We need to demand that the F.D.A. hold pharmaceutical companies responsible for the proper education, testing, and marketing of their products. The F.D.A. also needs to look beyond these companies as big pharma knows how to throw off investigations. For instance, out of the patient advocacy organizations in the U.S. who participated in this survey, more than two-thirds indicated that they had received industry funding in the last financial year with 12 percent stating that the monies received was more than half of what they received from big pharma. This means that the network of infiltration goes far beyond direct donations, sponsoring of doctors in luxurious resorts, bizarre online training that can be completed within an hour or two, and even the backdoor sponsorship of lobby groups.
While Trump gave the appearance of cracking down on this crisis through the sharing of his personal experiences of his own brother suffering due to this tragedy, there were virtually no measures taken. The interim report that was delivered was in fact stalled from its original June delivery date to 31 July which means that the words of this administration do not correspond to its actions. With drug overdoses in the U.S. being the leading cause of death for Americans under the age of 50, it is no surprise that politicians and advocacy groups have urged Trump to declare the opioid crisis a “national emergency” for months.
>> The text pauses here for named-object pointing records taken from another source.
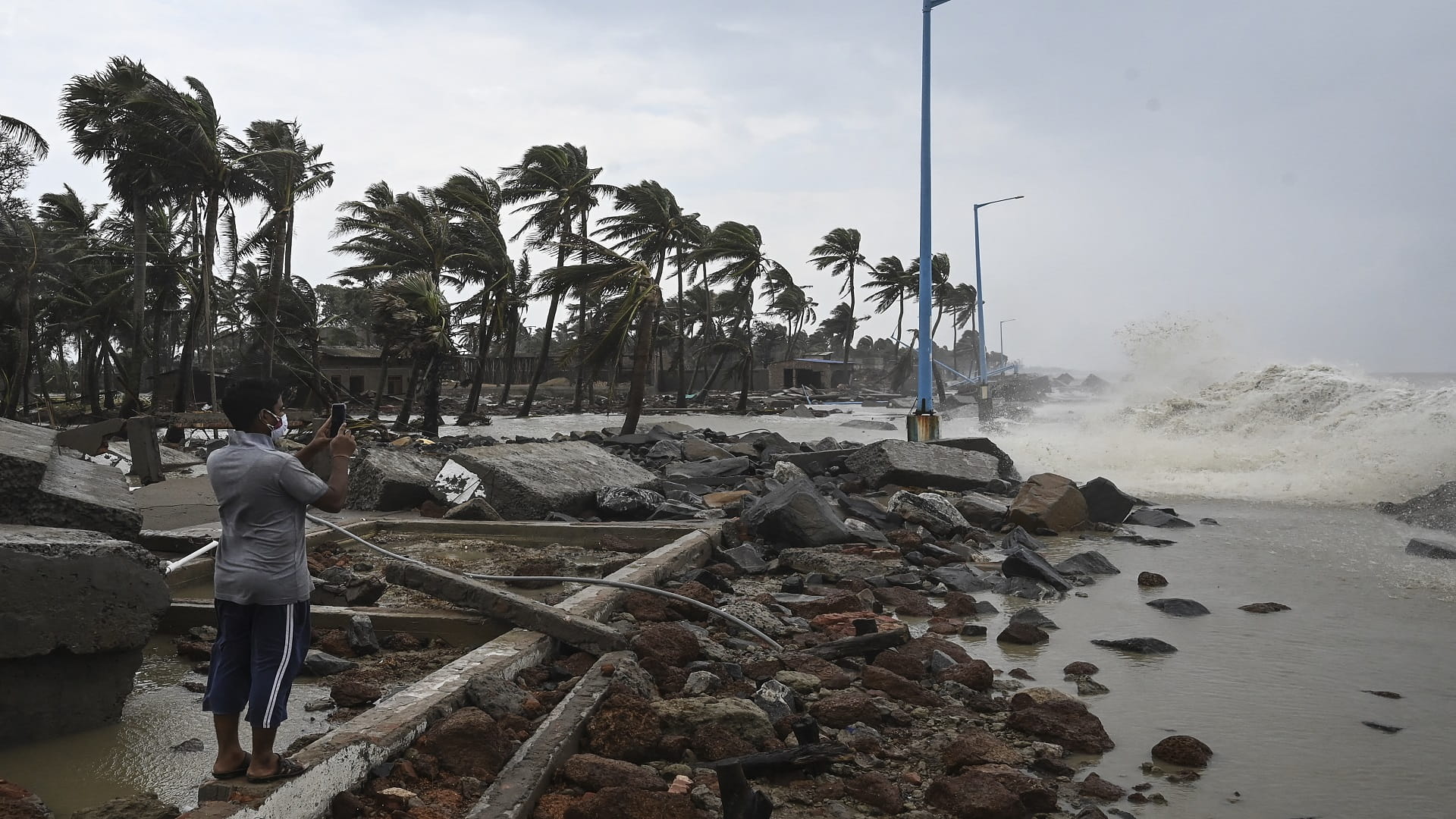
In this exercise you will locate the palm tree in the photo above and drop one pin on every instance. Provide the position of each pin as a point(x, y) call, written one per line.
point(109, 120)
point(840, 254)
point(739, 251)
point(557, 187)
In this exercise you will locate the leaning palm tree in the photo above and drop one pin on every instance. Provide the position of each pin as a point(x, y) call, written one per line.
point(557, 187)
point(840, 254)
point(737, 249)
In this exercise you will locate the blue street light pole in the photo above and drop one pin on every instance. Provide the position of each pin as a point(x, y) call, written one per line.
point(981, 299)
point(922, 425)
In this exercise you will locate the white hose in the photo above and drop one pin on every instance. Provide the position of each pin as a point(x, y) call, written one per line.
point(555, 579)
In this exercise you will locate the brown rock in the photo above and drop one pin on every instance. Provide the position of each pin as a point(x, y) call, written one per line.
point(1049, 502)
point(1097, 787)
point(628, 803)
point(974, 796)
point(626, 727)
point(845, 708)
point(900, 689)
point(596, 773)
point(1022, 634)
point(971, 673)
point(667, 643)
point(905, 601)
point(353, 694)
point(875, 790)
point(1183, 749)
point(977, 746)
point(468, 744)
point(906, 667)
point(1065, 722)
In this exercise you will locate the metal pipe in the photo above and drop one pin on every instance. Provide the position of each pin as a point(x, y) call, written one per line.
point(552, 577)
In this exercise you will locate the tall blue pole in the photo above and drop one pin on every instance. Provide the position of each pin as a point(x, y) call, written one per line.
point(924, 401)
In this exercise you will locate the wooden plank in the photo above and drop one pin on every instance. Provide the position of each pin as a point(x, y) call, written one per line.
point(523, 613)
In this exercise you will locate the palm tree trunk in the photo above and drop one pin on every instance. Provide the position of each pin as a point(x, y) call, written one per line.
point(408, 407)
point(139, 305)
point(545, 356)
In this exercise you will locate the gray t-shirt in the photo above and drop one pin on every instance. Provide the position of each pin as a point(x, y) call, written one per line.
point(261, 497)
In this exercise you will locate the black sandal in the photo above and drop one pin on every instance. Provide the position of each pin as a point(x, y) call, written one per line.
point(235, 773)
point(286, 768)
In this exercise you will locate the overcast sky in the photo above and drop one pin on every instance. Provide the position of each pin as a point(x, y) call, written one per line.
point(1282, 167)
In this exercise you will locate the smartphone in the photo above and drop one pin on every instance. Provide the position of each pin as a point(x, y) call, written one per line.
point(337, 417)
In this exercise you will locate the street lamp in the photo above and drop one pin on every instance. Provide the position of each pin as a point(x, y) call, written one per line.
point(1002, 327)
point(922, 425)
point(981, 297)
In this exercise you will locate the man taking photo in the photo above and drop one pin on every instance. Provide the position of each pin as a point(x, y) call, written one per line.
point(261, 576)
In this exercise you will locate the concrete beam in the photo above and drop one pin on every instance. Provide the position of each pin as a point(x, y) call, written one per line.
point(341, 761)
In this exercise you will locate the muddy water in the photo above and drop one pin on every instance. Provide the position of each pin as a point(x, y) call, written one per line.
point(136, 755)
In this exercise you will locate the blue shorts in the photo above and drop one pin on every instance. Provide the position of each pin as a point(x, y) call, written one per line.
point(258, 653)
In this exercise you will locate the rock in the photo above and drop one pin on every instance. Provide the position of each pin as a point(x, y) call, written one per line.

If this had been declared a national emergency, this would have allowed the Secretary of Heath and Human Services to place affected persons on Medicare and to reduce the price of primary prescription medication to ease off the addictive medications in addition to providing countermeasures to protect patient privacy and reporting requirements. Instead, Trump did just the opposite. He hedged on the language of this crisis and called it a “health emergency” which merely calls attention to the crisis while allowing no federal funds to be diverted towards helping those caught within this situation.
It is imperative that we hold big pharma and the U.S. government accountable for the bodies they have amassed while demanding a tighter regulation of opioids and more strict controls placed on pharmaceutical companies. Now!